A Associação Brasileira de Frigoríficos (Abrafrigo) comemorou a decisão do governo americano de ampliar temporariamente a cota de importação com tarifa reduzida de carne bovina magra em 300 mil toneladas. A medida começa a vigorar em 1° de setembro e poderá melhorar a competitividade da proteína brasileira nos Estados Unidos, segundo a entidade.
Em nota, a Abrafrigo disse que a decisão “chega em um momento especialmente importante” para o setor frigorífico brasileiro e que poderá contribuir para mitigar os efeitos do esgotamento da cota de exportação para a China. Segundo a Abrafrigo, a ampliação do volume para os EUA é uma “alternativa adicional para a carne bovina brasileira no mercado americano em um período de maior pressão sobre o comércio internacional”.
A decisão do presidente Donald Trump ampliou em 300 mil toneladas a cota para importação de carne bovina magra, incluindo aparas (trimmings) destinadas principalmente à produção de carne moída, pelos Estados Unidos, durante os próximos 90 dias.
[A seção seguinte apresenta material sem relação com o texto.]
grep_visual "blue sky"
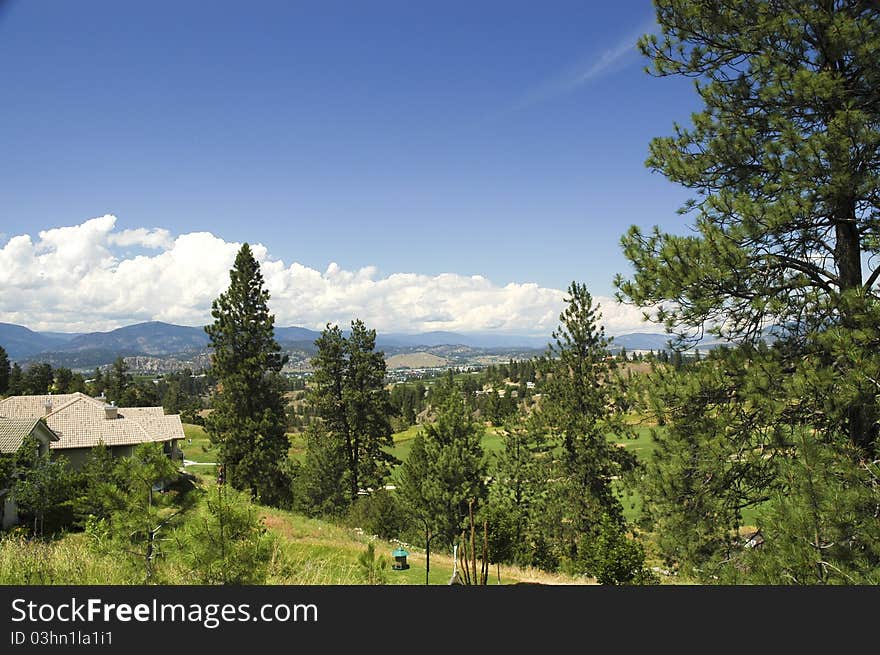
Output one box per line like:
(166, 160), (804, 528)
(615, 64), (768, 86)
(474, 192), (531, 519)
(0, 0), (697, 336)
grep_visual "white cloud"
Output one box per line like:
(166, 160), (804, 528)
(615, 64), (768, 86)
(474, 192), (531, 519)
(0, 215), (644, 336)
(109, 227), (172, 250)
(515, 19), (656, 109)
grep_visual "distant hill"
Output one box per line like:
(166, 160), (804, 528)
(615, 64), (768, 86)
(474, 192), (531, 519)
(0, 323), (76, 360)
(385, 352), (448, 371)
(64, 321), (209, 356)
(376, 332), (548, 348)
(275, 327), (321, 343)
(611, 332), (672, 350)
(0, 321), (684, 369)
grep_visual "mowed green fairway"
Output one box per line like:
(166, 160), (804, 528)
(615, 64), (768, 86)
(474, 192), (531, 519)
(385, 425), (504, 462)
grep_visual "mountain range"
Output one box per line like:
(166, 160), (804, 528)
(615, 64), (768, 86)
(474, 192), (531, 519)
(0, 321), (669, 366)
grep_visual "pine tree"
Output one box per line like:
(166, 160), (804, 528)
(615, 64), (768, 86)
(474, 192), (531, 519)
(539, 282), (635, 580)
(617, 0), (880, 453)
(0, 346), (10, 396)
(6, 362), (25, 396)
(105, 357), (134, 407)
(308, 319), (393, 502)
(205, 243), (290, 504)
(396, 393), (486, 545)
(616, 0), (880, 583)
(343, 320), (394, 495)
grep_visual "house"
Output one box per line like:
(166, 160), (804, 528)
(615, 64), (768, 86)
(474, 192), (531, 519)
(0, 392), (184, 469)
(0, 418), (58, 530)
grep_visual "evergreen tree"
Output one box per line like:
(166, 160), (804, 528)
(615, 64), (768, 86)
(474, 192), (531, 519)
(396, 393), (486, 545)
(309, 320), (393, 504)
(105, 357), (133, 407)
(290, 422), (352, 516)
(110, 443), (183, 583)
(0, 346), (10, 396)
(617, 0), (880, 453)
(53, 366), (74, 393)
(12, 438), (73, 537)
(205, 244), (290, 503)
(6, 362), (26, 396)
(174, 485), (273, 585)
(22, 362), (54, 395)
(616, 0), (880, 583)
(539, 282), (636, 574)
(343, 320), (394, 496)
(481, 417), (555, 568)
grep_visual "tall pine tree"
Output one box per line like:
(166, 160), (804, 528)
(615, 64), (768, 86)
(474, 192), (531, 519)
(309, 319), (393, 501)
(539, 282), (638, 575)
(205, 243), (290, 503)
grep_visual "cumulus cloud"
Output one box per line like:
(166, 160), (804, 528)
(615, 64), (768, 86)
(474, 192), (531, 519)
(0, 215), (643, 336)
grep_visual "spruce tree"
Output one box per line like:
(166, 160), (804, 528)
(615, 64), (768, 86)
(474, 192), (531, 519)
(539, 282), (635, 573)
(617, 0), (880, 453)
(397, 391), (487, 545)
(0, 346), (10, 395)
(616, 0), (880, 583)
(205, 243), (290, 504)
(308, 319), (393, 502)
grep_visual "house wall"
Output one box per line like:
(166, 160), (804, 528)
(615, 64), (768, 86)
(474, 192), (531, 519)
(54, 446), (134, 471)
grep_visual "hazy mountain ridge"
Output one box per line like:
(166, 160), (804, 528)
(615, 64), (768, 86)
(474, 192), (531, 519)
(0, 321), (669, 369)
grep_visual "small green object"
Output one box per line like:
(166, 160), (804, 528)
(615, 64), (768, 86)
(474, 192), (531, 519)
(391, 548), (409, 571)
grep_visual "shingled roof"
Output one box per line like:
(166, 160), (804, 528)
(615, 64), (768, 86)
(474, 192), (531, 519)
(0, 418), (58, 453)
(0, 393), (184, 450)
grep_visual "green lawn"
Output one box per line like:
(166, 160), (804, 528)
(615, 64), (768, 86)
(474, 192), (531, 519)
(180, 423), (218, 475)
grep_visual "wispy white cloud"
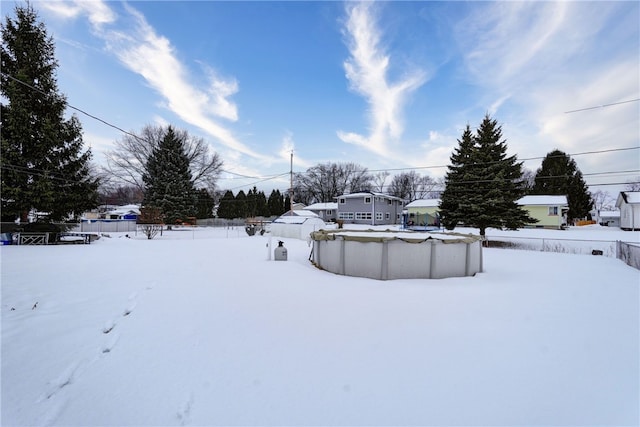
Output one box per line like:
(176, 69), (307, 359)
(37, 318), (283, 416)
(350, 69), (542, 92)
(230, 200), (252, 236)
(338, 2), (426, 156)
(43, 0), (273, 165)
(39, 0), (116, 26)
(278, 131), (311, 169)
(456, 1), (640, 187)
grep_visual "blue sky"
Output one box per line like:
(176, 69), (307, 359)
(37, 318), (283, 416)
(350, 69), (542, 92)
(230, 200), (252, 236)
(2, 0), (640, 193)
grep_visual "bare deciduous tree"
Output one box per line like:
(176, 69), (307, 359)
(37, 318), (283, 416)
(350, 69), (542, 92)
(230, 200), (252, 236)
(103, 125), (222, 192)
(389, 171), (438, 202)
(372, 171), (390, 193)
(293, 163), (372, 204)
(624, 176), (640, 191)
(591, 190), (616, 211)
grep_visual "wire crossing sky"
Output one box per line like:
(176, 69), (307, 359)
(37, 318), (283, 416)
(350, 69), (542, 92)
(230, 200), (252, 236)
(6, 0), (640, 191)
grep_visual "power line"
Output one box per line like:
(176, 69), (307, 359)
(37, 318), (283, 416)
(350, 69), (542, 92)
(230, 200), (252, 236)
(564, 98), (640, 114)
(2, 72), (640, 196)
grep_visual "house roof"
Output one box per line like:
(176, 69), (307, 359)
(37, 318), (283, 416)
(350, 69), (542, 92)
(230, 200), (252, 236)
(273, 211), (324, 224)
(616, 191), (640, 207)
(405, 199), (440, 208)
(279, 209), (320, 218)
(302, 202), (338, 211)
(599, 211), (620, 218)
(335, 191), (403, 202)
(516, 195), (568, 206)
(107, 205), (140, 215)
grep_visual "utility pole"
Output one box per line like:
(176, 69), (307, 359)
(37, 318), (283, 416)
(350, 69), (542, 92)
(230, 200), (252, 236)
(289, 150), (293, 215)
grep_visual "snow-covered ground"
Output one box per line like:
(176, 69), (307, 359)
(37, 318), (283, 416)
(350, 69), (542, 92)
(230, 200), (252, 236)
(0, 227), (640, 426)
A Abrafrigo, no entanto, lamentou a falta de habilitação aos EUA para frigoríficos do Pará, Acre e Maranhão. A nota diz que os benefícios dessa oportunidade não poderão ser distribuídos de maneira uniforme entre os Estados produtores.
“É fundamental que o Brasil continue avançando na habilitação de novos Estados e plantas exportadoras, ampliando o acesso aos mercados internacionais e garantindo que as oportunidades geradas pelo comércio exterior possam alcançar o maior número possível de produtores e empresas brasileiras”, afirmou o presidente executivo da Abrafrigo, Paulo Mustefaga, na nota.